İNSANI YAŞAT Kİ
İNSANI YAŞAT Kİ
İnsan; kendini güvende hissedeceği, daha az çalışarak daha müreffeh yaşayacağı sistemler üretti bir zamanlar. Dünyayı tanıdıkça; ondaki bütün varlıkları, kurduğu bu sistemleri geliştirme uğruna kullandı. Taşı kullandı; toprağı, suyu kullandı. Ateşi, ağaçları, hayvanları kullandı. Parayı buldu, kullandı, zengin oldu ve zenginliğini ölçmede yine parayı kullandı. Bir dönem geldi, yaptıkları ile övündü ve kutsamaya başladı yaptıklarını. O kadar ileri gitti ki kutsamakta; insanı bile, üretip kutsar hale getirdiğinin bir aracı olarak düşündü.
Şimdilerde, yaratıcının dünyayı bile uğruna imtihan yeri olarak yarattığı yüce varlığı, yani kendini keşfetme çabasında. Dün; kurdukları iktidarlarına insanları kurban edenler, bugün iktidarlarını kullanarak insanlara ulaşma gayreti peşindeler.
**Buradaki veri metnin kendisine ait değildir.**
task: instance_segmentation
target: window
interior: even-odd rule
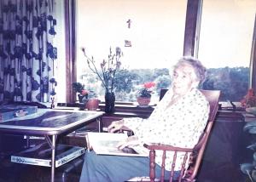
[[[135,101],[145,82],[154,82],[154,100],[170,83],[169,69],[183,55],[186,0],[78,0],[78,82],[104,95],[101,82],[87,66],[80,49],[93,56],[98,66],[109,48],[124,54],[116,100]]]
[[[249,85],[255,0],[204,0],[198,58],[208,71],[204,88],[239,101]]]

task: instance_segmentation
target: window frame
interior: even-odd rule
[[[74,103],[76,95],[72,90],[72,82],[77,80],[77,62],[75,59],[76,53],[76,0],[65,0],[65,31],[66,31],[66,100],[67,103]],[[200,41],[200,27],[202,14],[203,0],[188,0],[183,55],[194,56],[197,58]],[[252,41],[251,62],[250,62],[250,79],[249,88],[256,90],[256,14],[253,29],[253,37]]]

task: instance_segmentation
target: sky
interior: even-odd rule
[[[171,67],[183,55],[186,0],[78,2],[79,60],[81,47],[101,62],[119,46],[127,68]],[[203,1],[199,59],[207,68],[249,65],[255,9],[256,0]]]

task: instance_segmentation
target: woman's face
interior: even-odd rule
[[[195,76],[195,77],[193,77]],[[195,71],[189,65],[181,65],[173,71],[172,89],[175,94],[184,95],[196,84]]]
“Neyleyim köşkü, neyleyim sarayı; içinde salınan yar olmayınca.”
Din, Allah tarafından dünyaya gönderilen insanın, yine Allaha ulaşma yolundaki serüvenini teşkil ederken; on dört asırdan beri insan, bu serüvende onun elçisinin mesajlarıyla donanmakta, yoluna onu rehber etme azmindedir. İnsan; yaratıcının, yaratılanlar arasındaki en önemlisi, en şereflisidir. “Biz, hakikaten insanoğlunu şan ve şeref sahibi kıldık” (İsra,70) O zaman Allah’ın rızasını kazanmanın yolu, insanın gönlünü kazanmaktan geçmekteydi ve gün artık; Anadolu’dan fışkıran bir cihan şümul devletin kurucusu olacak Kayı Beyi’ne ulaşan mesajı keşfetme zamanıydı. “İnsanı yaşat ki, devlet yaşasın!”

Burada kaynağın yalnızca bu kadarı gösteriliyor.